Adına ne derseniz deyin, neden olarak ne bulursanız bulun, bir gerçek var;
Üstüne kül elenmişçesine sindirilmiş bir toplum olduk…
Herkes birbirinden korkar oldu.
Yargıç yargıçtan, savcı savcıdan, doktor doktordan, bakkal bakkaldan, marangoz marangozdan, demirci demirciden, kömürcü kömürcüden, asker askerden, polis polisten, gazeteci gazeteciden korkuyor.
Yargı aşamasında ve iddia düzeyinde davalar için, kendini savcı – yargıç yerine koyan yazılı ve görsel basın, gazetelerinde, televizyonlarının haber saatinde, önümüze karanlık tablolarla çıkıyorlar.

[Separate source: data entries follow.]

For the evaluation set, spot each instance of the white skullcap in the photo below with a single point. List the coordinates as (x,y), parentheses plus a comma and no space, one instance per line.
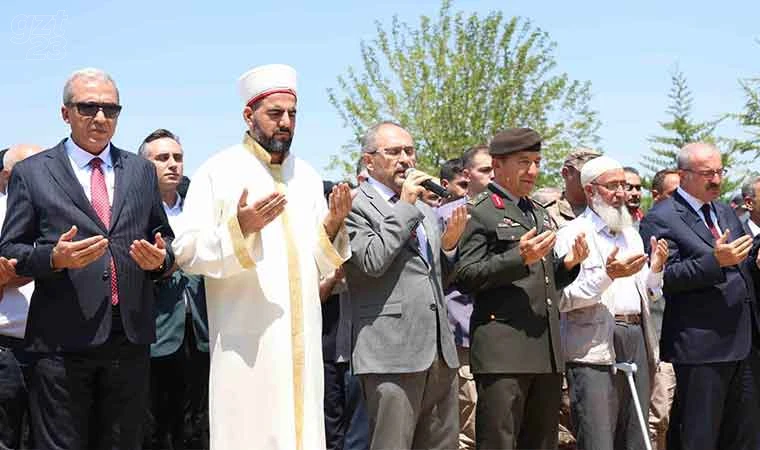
(263,81)
(596,167)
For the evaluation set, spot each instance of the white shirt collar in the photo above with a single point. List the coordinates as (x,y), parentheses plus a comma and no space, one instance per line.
(753,228)
(694,202)
(176,209)
(384,190)
(82,157)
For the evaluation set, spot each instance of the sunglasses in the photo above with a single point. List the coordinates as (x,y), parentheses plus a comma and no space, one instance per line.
(90,109)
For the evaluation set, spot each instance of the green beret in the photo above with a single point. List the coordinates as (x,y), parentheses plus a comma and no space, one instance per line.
(514,140)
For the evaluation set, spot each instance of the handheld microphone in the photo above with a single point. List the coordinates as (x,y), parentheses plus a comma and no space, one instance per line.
(431,186)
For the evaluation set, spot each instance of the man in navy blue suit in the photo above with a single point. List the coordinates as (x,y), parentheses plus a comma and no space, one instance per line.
(86,221)
(709,319)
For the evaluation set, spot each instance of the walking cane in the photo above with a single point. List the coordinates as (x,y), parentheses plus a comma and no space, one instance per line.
(630,369)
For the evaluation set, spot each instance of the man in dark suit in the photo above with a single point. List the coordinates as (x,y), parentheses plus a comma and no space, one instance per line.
(404,350)
(179,366)
(85,221)
(708,325)
(507,263)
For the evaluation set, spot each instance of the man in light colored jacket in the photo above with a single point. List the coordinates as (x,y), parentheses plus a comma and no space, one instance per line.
(606,313)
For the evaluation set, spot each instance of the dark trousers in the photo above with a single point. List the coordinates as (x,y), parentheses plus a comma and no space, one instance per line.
(346,422)
(93,399)
(715,407)
(413,410)
(603,411)
(13,400)
(179,397)
(517,411)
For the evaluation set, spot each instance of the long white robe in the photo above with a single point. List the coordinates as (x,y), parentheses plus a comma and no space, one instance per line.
(266,383)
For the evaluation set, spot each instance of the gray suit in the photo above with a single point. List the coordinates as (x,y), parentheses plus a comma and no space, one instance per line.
(403,347)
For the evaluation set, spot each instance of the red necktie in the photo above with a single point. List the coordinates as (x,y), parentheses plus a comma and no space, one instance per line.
(99,199)
(708,220)
(415,239)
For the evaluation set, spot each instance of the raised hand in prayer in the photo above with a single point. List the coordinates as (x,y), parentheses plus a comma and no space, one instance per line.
(252,218)
(659,254)
(339,203)
(70,254)
(578,252)
(149,256)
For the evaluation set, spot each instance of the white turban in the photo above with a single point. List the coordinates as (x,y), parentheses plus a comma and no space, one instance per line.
(263,81)
(596,167)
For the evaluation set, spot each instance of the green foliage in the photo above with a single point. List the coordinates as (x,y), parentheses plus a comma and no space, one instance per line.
(684,129)
(455,80)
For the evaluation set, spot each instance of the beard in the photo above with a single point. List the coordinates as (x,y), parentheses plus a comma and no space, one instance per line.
(616,218)
(269,143)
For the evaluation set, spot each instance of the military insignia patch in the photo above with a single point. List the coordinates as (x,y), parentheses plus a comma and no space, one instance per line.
(549,224)
(498,202)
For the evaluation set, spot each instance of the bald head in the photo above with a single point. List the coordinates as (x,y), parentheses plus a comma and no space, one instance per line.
(15,154)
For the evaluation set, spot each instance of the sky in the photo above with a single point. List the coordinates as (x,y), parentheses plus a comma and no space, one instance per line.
(176,63)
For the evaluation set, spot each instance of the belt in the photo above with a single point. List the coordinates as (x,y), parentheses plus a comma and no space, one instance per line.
(631,319)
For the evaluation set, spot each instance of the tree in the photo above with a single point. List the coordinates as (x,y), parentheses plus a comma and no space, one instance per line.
(749,118)
(456,80)
(683,129)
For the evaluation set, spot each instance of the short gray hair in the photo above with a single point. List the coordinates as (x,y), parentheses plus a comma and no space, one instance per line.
(90,73)
(684,155)
(370,136)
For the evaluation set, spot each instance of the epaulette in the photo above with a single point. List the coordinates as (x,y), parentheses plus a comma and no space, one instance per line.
(478,198)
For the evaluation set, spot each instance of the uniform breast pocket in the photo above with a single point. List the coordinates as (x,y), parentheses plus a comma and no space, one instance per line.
(510,233)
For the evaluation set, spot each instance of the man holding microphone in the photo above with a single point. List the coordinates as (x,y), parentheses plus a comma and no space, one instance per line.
(404,350)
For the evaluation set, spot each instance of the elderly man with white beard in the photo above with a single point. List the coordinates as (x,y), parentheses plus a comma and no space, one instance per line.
(606,313)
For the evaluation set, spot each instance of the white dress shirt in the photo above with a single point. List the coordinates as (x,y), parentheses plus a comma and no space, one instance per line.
(14,305)
(696,204)
(80,162)
(386,193)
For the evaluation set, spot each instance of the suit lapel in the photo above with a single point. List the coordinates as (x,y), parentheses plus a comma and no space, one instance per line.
(376,200)
(692,219)
(60,169)
(121,183)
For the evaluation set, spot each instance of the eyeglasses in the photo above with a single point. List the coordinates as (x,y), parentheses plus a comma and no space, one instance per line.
(709,173)
(90,109)
(395,152)
(613,186)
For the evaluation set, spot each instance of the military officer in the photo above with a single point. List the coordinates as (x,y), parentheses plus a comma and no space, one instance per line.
(507,263)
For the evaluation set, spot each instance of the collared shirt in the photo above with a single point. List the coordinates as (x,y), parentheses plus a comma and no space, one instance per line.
(386,193)
(174,210)
(753,228)
(627,297)
(696,205)
(14,305)
(80,162)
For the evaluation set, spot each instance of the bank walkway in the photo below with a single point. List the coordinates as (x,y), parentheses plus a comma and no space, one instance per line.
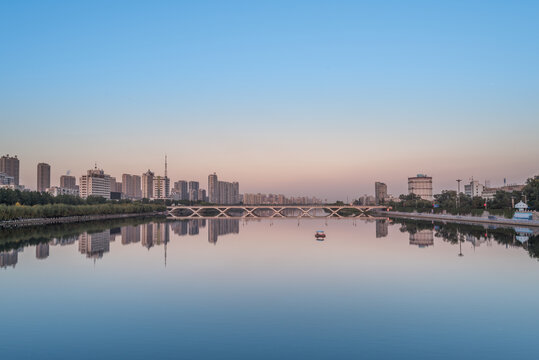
(464,218)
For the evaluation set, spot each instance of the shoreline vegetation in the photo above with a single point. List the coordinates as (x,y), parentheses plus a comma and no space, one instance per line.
(22,212)
(27,208)
(14,237)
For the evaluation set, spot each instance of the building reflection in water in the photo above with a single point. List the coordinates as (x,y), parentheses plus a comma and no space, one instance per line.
(9,258)
(422,238)
(146,237)
(381,228)
(217,227)
(476,241)
(153,234)
(180,227)
(63,241)
(42,251)
(130,234)
(94,245)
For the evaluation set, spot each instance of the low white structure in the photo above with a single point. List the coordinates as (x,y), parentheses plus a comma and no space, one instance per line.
(521,206)
(57,190)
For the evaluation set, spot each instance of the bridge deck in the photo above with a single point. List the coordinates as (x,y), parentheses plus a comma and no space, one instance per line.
(246,211)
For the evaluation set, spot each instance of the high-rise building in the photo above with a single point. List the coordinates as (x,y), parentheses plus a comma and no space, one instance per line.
(475,188)
(43,177)
(161,187)
(131,186)
(181,188)
(68,182)
(201,195)
(213,188)
(421,185)
(147,185)
(193,190)
(380,192)
(115,186)
(10,166)
(7,181)
(95,183)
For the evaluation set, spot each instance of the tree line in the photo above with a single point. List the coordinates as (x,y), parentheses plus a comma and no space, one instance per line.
(16,204)
(454,203)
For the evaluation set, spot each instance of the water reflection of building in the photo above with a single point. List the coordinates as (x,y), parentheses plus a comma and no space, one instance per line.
(217,227)
(476,241)
(193,227)
(9,258)
(94,245)
(154,234)
(381,228)
(63,241)
(42,251)
(161,233)
(180,227)
(422,238)
(130,234)
(115,232)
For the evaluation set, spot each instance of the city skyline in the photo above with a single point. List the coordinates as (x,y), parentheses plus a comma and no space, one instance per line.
(334,98)
(56,181)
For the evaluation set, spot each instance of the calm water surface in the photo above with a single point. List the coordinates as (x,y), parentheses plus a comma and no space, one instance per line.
(265,289)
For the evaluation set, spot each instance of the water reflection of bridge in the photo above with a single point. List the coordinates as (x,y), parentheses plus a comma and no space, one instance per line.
(273,211)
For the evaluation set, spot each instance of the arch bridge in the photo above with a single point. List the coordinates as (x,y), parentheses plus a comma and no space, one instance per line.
(274,211)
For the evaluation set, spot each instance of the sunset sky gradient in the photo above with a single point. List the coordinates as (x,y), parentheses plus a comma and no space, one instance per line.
(295,97)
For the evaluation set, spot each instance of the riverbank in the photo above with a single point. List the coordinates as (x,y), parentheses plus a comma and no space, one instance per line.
(10,224)
(462,218)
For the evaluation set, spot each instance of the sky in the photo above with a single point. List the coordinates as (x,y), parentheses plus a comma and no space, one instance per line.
(311,97)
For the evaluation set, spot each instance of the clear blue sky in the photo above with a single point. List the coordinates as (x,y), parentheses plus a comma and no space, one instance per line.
(307,97)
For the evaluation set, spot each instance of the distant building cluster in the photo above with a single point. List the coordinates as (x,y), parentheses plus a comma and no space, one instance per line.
(223,192)
(421,185)
(151,186)
(274,199)
(475,188)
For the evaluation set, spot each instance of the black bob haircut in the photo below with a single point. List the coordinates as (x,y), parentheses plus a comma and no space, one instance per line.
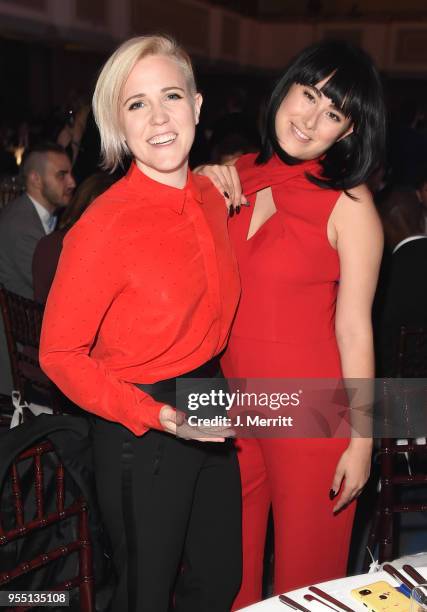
(354,87)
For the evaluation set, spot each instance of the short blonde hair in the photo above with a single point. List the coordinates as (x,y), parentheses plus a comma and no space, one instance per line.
(106,99)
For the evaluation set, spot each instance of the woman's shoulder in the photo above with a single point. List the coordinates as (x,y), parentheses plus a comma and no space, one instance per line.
(246,161)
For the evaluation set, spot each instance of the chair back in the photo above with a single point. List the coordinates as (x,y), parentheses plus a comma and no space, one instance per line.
(22,319)
(35,505)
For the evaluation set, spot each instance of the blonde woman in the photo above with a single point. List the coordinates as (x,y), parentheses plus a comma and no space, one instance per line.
(146,290)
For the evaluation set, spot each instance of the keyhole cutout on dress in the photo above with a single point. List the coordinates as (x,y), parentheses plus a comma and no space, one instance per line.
(264,208)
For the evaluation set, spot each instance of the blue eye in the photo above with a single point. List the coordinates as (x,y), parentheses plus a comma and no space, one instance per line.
(174,96)
(136,105)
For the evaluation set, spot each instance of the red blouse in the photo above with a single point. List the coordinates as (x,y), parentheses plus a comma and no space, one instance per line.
(146,289)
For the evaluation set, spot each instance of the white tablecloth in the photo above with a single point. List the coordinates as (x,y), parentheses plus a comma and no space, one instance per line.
(340,589)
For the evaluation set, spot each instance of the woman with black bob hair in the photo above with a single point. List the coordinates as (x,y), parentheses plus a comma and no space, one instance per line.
(309,249)
(354,86)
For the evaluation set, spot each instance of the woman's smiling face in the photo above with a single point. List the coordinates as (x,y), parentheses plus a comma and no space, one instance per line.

İnsanlar haber dinlerken, haber okurken ürperiyor.
“Dur, n’oluyor?” diyen yok.
Kendi yurdunun bağrından çıkan askerini yıpratmak uğruna yapılan haberler havada uçuşuyor.
Yakın geçmişte genel kurmay başkanlığı, ordu komutanlığı, TSK’nın kilit noktalarında görev yapanlar, emekli olduktan sonra darbeyle, darbe girişimi ile, darbe girişimine (kanıt bulamasa da) tanıklık etmekle gündemden düşmüyorlar.
Halk arasında “Peygamber ocağı” olarak anılan TSK’yı yıpratarak sindirmek isteyen bir kesim, senaryo üstüne senaryo üreterek elinden geleni ardına koymuyor.
“Dur, n’oluyor?” diyen yok.
Hani herkes birbirinden korkuyor dedik ya!...
Böyle çirkin oluşumların, kimlerin işine yaradığını anlamak için çok zeki olmaya gerek var mı?
Gerginlik ortamı yaratıp bulanık suda balık avlamak isteyenler, “keser döner sap döner, gün gelir hesap döner” özdeyişini unutmuş görünüyorlar.
Açılım, açılım diye tutturanların, açılımın açıklamasını, sağ elleriyle sol kulaklarını gösterircesine yapmaları da kafaları karıştırıyor.
Bugün ağustos ayının 14. günü.
Yarın, İmralı Adası’ndan açıklanacağı aylar öncesinden bas bas bağırılarak duyurulan “yol haritası” nı bekleyenlerin de kafaları karışık.
Yarın açıklanacak yol haritasına bakıp “bu muydu?” diye hayal kırıklığı yaşayacakların, bu açmaza da bir kılıf uyduracaklarını düşünüyorum.
Kanın durmasını, anaların ağlamamsını, aklı başında olan herkes ister ama sağ elle sol kulağın gösterilmesi biçiminde değil…
Korku kuşunun kanadını kırmak için, “kral çıplak” diye bağıranlar çoğalmalıdır.
Çoğalmadıkça korku kuşu daha çooook uçar.